In Manhattan there is an electrical billboard monitoring our national debt. A gnawing anxiety takes hold watching the numbers (all 12 of them) race upward almost faster than the eye could follow - like one of those digital stopwatches at track and swim meets with the tenths and hundreds of seconds flying by. These mind-blowing numbers will be trillions of leeches feasting on the labor and inheritances of our children and grandchildren if we don’t endeavor to increase our harvest or harness our profligacy.
Government largesse is cramping, if not crippling, the prospect of an early economic resurgence. But even bad policy can’t straitjacket American dynamism completely. Most likely, there will be a recovery sometime next year. But the real question is how deep will it be and how sustained? If present circumstances continue, the boom years of the 1980s and ’90s will always be a memory, never a reality. New spending means new debt that will ultimately shackle opportunity, challenge our creditworthiness and make America a less desirable place for the world’s capital.
Governed by experience, minds can change, and should, when circumstances justify altering course. The enchanting and transcendent idea that we should leave the world better than we found it has, at its very core, a profound veneration for the dignity and worth of human enterprise. Its warrant compels us to see our lives not merely as an island but, rather, an isthmus solicitously connecting, through the corridors of time, one generation with the next. Such a sentiment lifts history above farce and invests it with the grace of duty, obligation and commitment.

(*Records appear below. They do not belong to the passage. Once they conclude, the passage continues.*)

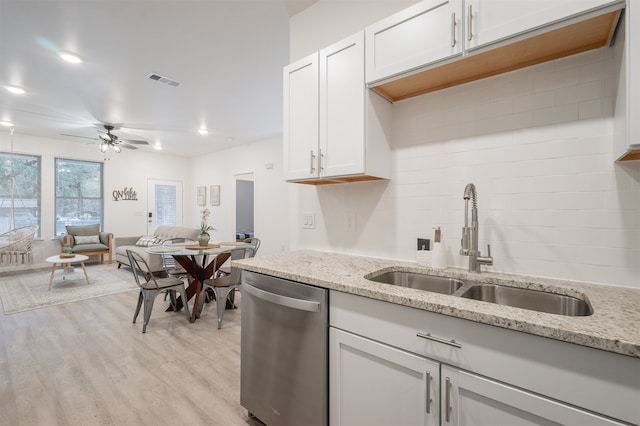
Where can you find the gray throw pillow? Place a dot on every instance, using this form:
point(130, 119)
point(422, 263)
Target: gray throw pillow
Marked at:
point(87, 239)
point(83, 230)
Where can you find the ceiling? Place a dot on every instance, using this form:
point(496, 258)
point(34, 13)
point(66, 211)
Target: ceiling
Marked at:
point(227, 55)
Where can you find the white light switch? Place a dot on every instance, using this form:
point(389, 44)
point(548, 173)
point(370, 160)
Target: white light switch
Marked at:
point(350, 222)
point(308, 220)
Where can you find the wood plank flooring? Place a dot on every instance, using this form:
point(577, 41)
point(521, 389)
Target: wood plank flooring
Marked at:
point(85, 363)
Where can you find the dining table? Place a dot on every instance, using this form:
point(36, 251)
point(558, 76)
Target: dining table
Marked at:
point(200, 262)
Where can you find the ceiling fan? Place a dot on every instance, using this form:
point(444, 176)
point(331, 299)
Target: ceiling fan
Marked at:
point(109, 140)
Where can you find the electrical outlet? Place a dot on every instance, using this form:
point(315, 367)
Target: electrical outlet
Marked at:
point(308, 220)
point(350, 222)
point(424, 244)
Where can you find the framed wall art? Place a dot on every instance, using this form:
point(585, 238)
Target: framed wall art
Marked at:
point(202, 195)
point(214, 195)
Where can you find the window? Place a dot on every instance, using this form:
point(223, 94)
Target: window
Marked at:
point(79, 198)
point(19, 191)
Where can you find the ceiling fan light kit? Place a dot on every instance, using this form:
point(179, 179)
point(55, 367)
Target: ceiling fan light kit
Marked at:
point(72, 58)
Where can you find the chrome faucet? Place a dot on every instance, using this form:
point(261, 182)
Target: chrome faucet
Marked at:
point(469, 240)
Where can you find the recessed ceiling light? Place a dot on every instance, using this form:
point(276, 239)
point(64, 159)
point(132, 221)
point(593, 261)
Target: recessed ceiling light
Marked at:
point(71, 57)
point(15, 89)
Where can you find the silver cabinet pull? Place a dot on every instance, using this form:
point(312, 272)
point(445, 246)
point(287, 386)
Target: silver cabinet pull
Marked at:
point(453, 29)
point(428, 336)
point(470, 25)
point(428, 392)
point(311, 157)
point(447, 398)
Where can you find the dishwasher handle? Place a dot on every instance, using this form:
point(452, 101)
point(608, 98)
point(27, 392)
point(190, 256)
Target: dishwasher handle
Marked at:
point(278, 299)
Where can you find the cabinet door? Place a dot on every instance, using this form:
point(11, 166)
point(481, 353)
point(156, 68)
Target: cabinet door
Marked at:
point(342, 132)
point(489, 21)
point(300, 121)
point(470, 400)
point(427, 32)
point(374, 384)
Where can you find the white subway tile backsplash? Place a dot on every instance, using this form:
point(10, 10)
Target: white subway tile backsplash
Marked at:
point(579, 93)
point(556, 114)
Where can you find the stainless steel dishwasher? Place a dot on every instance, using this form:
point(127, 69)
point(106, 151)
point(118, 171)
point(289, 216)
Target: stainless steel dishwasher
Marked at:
point(284, 351)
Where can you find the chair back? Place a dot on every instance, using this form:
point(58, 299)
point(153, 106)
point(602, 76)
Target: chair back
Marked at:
point(237, 254)
point(254, 244)
point(141, 269)
point(168, 261)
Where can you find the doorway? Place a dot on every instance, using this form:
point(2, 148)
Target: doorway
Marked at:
point(244, 205)
point(164, 204)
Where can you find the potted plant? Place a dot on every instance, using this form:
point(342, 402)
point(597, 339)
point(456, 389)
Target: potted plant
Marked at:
point(204, 237)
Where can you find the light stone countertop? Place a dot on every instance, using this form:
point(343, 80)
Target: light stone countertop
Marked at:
point(614, 325)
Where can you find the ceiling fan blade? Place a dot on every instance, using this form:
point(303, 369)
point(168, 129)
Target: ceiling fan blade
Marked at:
point(78, 136)
point(134, 142)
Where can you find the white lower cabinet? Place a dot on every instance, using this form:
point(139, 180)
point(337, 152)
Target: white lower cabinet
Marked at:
point(394, 365)
point(472, 400)
point(376, 384)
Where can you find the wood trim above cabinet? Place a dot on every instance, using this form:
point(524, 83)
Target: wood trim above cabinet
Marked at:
point(578, 37)
point(631, 155)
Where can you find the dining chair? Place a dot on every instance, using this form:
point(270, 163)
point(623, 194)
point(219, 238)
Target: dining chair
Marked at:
point(171, 267)
point(223, 285)
point(151, 287)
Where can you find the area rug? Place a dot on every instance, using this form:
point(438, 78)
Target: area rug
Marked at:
point(29, 290)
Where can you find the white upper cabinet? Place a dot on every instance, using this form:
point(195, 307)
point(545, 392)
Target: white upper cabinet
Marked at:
point(490, 21)
point(334, 127)
point(342, 91)
point(300, 136)
point(627, 111)
point(437, 44)
point(425, 33)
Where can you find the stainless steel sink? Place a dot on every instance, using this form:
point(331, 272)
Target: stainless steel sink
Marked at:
point(529, 299)
point(425, 282)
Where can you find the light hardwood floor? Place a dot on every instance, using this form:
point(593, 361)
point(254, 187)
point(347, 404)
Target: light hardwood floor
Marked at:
point(85, 363)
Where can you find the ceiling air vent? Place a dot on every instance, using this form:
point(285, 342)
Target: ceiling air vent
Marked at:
point(162, 79)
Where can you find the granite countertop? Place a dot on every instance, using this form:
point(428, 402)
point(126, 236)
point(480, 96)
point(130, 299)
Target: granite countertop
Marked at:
point(614, 325)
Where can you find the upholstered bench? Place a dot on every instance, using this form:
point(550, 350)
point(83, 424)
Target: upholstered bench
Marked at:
point(89, 241)
point(140, 243)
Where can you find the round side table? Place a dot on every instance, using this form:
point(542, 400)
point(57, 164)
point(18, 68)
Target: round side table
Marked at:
point(57, 260)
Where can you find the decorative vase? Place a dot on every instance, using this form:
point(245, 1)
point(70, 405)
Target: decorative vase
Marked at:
point(203, 239)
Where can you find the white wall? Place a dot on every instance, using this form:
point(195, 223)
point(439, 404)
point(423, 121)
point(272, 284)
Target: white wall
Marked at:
point(129, 169)
point(536, 142)
point(271, 203)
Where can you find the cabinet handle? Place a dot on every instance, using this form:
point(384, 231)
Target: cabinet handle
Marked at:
point(428, 392)
point(428, 336)
point(311, 168)
point(470, 24)
point(453, 29)
point(447, 398)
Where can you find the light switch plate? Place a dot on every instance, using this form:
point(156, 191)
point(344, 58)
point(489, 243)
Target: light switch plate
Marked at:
point(350, 222)
point(308, 220)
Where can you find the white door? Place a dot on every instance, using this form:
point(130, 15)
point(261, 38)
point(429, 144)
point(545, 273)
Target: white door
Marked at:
point(425, 33)
point(375, 384)
point(164, 204)
point(471, 400)
point(342, 104)
point(300, 119)
point(489, 21)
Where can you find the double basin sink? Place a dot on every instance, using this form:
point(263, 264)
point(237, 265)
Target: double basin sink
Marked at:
point(524, 298)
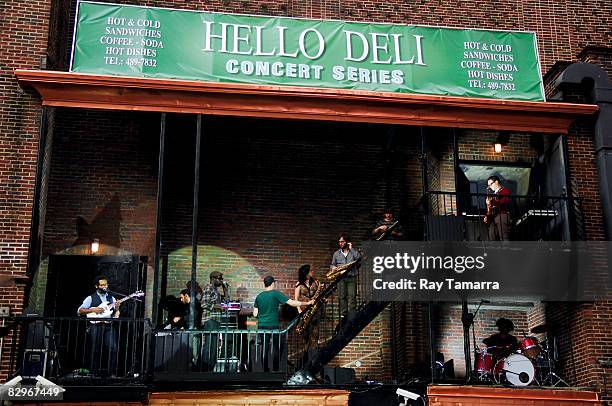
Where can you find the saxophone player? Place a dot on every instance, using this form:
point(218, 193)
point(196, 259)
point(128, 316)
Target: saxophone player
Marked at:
point(307, 286)
point(347, 287)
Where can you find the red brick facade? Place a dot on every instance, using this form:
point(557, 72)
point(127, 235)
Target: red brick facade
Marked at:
point(274, 194)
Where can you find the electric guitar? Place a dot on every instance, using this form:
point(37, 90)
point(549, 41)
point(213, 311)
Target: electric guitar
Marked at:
point(109, 308)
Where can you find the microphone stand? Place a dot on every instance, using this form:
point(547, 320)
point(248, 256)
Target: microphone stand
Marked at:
point(467, 319)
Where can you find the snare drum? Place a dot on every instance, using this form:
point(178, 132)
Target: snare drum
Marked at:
point(530, 347)
point(483, 363)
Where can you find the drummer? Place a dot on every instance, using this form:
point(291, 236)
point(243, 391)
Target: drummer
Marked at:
point(503, 343)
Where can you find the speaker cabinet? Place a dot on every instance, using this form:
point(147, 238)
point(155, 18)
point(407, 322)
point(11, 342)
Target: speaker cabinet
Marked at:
point(339, 376)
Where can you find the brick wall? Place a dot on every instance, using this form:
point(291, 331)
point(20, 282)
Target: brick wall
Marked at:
point(273, 196)
point(23, 28)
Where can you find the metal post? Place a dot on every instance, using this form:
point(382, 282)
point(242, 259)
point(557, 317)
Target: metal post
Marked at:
point(34, 245)
point(160, 187)
point(456, 168)
point(194, 223)
point(432, 346)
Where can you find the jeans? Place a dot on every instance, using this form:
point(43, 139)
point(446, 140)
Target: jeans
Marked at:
point(271, 349)
point(347, 292)
point(211, 343)
point(498, 229)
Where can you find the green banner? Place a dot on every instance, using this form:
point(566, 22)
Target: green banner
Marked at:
point(178, 44)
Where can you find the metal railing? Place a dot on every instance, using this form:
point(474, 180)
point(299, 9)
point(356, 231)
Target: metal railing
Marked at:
point(524, 218)
point(221, 354)
point(73, 350)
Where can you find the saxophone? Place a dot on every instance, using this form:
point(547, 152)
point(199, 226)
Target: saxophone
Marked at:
point(308, 314)
point(336, 273)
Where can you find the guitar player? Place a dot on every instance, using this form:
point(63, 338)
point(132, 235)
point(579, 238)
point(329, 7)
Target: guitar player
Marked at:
point(102, 334)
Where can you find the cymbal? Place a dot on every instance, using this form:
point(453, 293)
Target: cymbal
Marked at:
point(542, 328)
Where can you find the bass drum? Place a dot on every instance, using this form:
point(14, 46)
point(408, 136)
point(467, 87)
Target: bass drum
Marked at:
point(516, 369)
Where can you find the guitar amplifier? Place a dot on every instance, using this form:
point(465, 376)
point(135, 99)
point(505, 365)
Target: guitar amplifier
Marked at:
point(34, 363)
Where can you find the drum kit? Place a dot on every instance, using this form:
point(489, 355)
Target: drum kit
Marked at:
point(532, 362)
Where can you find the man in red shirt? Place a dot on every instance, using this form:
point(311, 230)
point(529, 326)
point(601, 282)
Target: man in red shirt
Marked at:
point(498, 216)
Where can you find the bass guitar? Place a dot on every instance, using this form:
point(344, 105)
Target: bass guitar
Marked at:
point(109, 308)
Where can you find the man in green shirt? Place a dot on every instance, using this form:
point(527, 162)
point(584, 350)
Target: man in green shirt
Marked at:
point(265, 309)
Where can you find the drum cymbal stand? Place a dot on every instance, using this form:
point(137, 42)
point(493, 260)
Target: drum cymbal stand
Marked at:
point(552, 378)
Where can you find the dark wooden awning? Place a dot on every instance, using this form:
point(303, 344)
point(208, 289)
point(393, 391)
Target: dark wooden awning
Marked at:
point(65, 89)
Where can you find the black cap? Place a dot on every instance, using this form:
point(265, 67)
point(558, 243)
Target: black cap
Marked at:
point(268, 280)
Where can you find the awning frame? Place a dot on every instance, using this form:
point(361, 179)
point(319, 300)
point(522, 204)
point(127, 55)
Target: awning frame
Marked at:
point(78, 90)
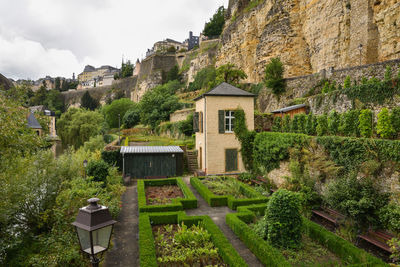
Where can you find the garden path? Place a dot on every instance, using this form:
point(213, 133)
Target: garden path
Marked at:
point(125, 251)
point(217, 214)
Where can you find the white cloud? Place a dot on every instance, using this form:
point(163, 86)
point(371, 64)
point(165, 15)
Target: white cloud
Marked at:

Implicit in that proposition is that we can make a difference, that the future can be shaped for the better, that life has a purpose beyond the immediacy and self-gratification of our own lives and that our happiness is somehow bound up with that truth. If it weren’t so, we would not find satisfaction, or joy, in living, working and sacrificing for our children. To bequeath the next generation with the values and ideals that have sustained us, and those before, is to give them roots; freeing them from the despotism of indebtedness will also give them wings.